Liebesbriefe zwischen Pfünz und Russland

01.06.2007 | Stand 03.12.2020, 6:42 Uhr

Feiern heute die Diamantene Hochzeit: Anna und Seraphim Meyer aus Pfünz. - Foto: privat

Pfünz (je) Im Haus des Altbürgermeisters von Pfünz wird am heutigen Samstag Diamantene Hochzeit gefeiert. In der Pfarrkirche Sankt Nikolaus Pfünz segnete vor 60 Jahren Pfarrer Franz Sand den Bund von Anna und Seraphim Meyer. Ihr Ja-Wort hielt ein Leben lang und sie sagten nach so langer Zeit beide recht glücklich: "Wir haben es gut erraten".

Die Jubilarin Anna Meyer (84) ist eine gebürtige Osterrieder und stammt aus Badanhausen. Sie arbeitete im Eichstätter Krankenhaus als Köchin und Krankenschwester. Beide hatten sich gerade kennen gelernt, da musste der Bräutigam in den Krieg ziehen. "Und so gingen die Liebesbriefe hin und her bis ins ferne Russland", erzählten sie. Im September 1945 kam Meyer aus der Gefangenschaft zurück, sie verstanden sich immer noch, und im Sommer 1947 besiegelten sie ihren Bund. Das Ehepaar bekam drei Töchter und zwei Söhne. Heute gratulieren ferner sieben Enkel und drei Urenkel. Im März 1946 war Seraphim Meyer als Parteiloser zum Bürgermeister (und Gemeindeschreiber) gewählt worden und hatte damit ein Amt übernommen, das vorher sein Vater bekleidet hatte. Zu den ersten und wichtigsten Aufgaben des damals jüngsten Gemeindeoberhaupts im Landkreis Eichstätt zählte es, in dem 180-Seelen-Dorf Pfünz 120 Flüchtlinge und Heimatvertriebene unterzubringen. "Ich hab’ alle Leute gut gekannt und mich mit allen verstanden, so konnte ich für die Neubürger ein Dach über dem Kopf finden", sagte der Altbürgermeister über diese schwere Zeit.

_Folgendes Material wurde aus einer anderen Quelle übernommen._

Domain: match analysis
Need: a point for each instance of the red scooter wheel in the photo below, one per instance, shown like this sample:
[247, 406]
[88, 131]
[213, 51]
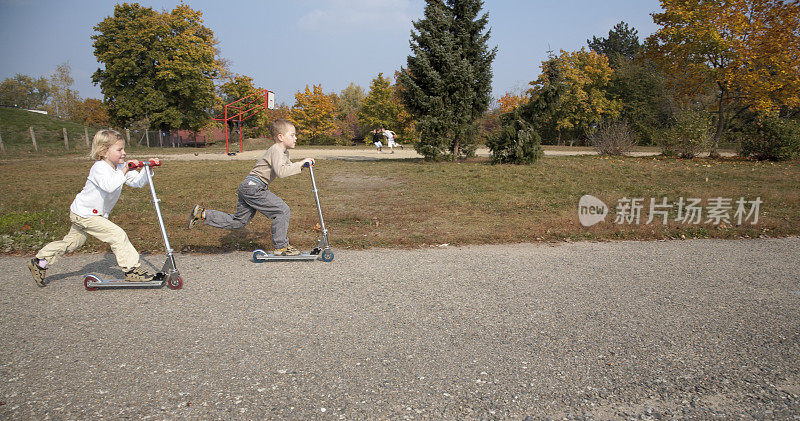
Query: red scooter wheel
[86, 281]
[175, 282]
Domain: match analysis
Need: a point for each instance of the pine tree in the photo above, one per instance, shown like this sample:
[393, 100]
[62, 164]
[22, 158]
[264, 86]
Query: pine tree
[447, 84]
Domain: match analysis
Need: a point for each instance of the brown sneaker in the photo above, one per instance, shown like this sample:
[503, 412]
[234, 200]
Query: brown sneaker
[195, 217]
[138, 274]
[37, 272]
[287, 251]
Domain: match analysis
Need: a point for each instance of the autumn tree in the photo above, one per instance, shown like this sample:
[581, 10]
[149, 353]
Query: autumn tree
[748, 49]
[94, 113]
[314, 112]
[25, 92]
[157, 66]
[509, 101]
[581, 80]
[349, 104]
[447, 84]
[379, 108]
[240, 87]
[637, 82]
[65, 101]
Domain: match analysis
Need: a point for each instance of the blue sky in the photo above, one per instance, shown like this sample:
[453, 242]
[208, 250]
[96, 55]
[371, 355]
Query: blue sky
[286, 45]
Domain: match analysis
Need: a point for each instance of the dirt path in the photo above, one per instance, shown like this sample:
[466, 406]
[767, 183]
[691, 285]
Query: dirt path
[700, 329]
[361, 154]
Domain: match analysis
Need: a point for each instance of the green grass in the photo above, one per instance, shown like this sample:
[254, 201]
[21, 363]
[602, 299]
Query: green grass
[404, 203]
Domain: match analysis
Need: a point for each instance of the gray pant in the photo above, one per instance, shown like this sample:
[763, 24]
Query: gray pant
[255, 196]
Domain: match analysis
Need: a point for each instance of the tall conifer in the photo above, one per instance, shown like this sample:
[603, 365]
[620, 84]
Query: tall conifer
[447, 84]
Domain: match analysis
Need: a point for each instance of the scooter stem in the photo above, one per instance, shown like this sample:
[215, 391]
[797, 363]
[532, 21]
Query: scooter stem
[158, 208]
[316, 197]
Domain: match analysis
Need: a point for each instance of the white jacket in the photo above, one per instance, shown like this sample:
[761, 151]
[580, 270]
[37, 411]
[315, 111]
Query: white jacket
[102, 189]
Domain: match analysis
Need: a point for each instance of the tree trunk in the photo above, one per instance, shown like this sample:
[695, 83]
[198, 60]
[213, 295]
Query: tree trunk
[33, 139]
[721, 122]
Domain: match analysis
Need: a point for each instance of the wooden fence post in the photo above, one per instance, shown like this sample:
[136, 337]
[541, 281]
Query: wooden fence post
[33, 139]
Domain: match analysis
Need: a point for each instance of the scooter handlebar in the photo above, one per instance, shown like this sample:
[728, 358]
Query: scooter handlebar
[139, 164]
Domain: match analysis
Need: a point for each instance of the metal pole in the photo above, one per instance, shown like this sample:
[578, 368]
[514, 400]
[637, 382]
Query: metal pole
[227, 151]
[33, 139]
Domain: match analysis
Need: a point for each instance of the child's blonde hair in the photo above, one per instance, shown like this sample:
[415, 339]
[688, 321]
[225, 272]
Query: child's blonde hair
[103, 140]
[280, 126]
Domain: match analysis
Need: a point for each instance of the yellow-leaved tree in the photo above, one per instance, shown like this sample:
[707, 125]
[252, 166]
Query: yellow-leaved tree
[509, 101]
[748, 49]
[314, 113]
[582, 80]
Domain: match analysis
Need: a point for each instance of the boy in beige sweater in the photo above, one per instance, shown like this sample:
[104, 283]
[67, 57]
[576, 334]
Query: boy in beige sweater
[254, 194]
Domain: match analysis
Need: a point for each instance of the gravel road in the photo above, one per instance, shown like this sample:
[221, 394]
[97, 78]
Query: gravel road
[625, 330]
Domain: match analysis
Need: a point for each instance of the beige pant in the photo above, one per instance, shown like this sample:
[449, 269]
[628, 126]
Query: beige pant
[99, 227]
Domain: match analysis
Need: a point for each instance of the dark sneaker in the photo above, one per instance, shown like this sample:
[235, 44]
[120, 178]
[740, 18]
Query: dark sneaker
[37, 272]
[195, 217]
[138, 274]
[287, 251]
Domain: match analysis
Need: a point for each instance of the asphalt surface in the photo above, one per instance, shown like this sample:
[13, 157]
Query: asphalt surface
[703, 329]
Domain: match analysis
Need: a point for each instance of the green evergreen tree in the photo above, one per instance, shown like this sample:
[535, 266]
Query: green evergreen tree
[517, 142]
[447, 85]
[622, 42]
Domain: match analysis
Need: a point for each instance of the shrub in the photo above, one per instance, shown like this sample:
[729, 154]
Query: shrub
[773, 139]
[689, 135]
[517, 143]
[613, 139]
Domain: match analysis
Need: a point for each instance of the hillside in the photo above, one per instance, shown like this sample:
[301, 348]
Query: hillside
[15, 126]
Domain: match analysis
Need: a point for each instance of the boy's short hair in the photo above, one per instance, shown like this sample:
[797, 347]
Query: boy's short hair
[280, 126]
[103, 140]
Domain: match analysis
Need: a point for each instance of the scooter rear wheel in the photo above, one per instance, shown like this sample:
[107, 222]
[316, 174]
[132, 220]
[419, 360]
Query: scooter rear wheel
[86, 281]
[175, 283]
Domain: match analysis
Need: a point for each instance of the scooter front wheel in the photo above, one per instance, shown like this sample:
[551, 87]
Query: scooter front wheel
[90, 278]
[259, 255]
[175, 282]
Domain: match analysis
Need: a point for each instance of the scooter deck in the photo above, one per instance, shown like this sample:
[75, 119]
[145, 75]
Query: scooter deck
[269, 257]
[121, 283]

Er hatte inzwischen auch von seinem Vater den "Wecker-Hof" übernommen und modernisiert. Immerhin fütterte das junge Ehepaar rund 20 Schweine, zwei Ochsen und fünf Kühe. Bald wurde natürlich ein Schlepper eingestellt.

Gern erinnert sich das "Diamantene Ehepaar" an seine Hochzeit. Sogar die Eichstätter Musikkapelle Ferchland, damals erste Adresse, wurde aufgeboten. "Im Gasthaus Reißer haben wir gefeiert und `tanzt wie die Lumpen am Stecka". Die Ziviltrauung hatte stellvertretender Bürgermeister Ludwig Bayer vollzogen.

In den Jahren nach dem Krieg waren die Dorfstraßen noch unbefestigt und mussten geteert werden, es galt die Feuerwehr auszurüsten, ein Schulhaus wurde errichtet, eine Milchsammelstelle und die zentrale Wasserversorgung. Der Pfünzer Bach musste reguliert werden und Ödland wurde aufgeforstet. Der Bürgermeister hatte alle Hände voll zu tun. Das Römerkastell wurde "ein bisschen hergerichtet, weil die Urlauber und Einheimischen damals schon großes Interesse daran hatten", wie sich der heute 85 Jahre alte Seraphim Meyer erinnert. Er bekleidete auch noch das Amt des Jagdvorstehers.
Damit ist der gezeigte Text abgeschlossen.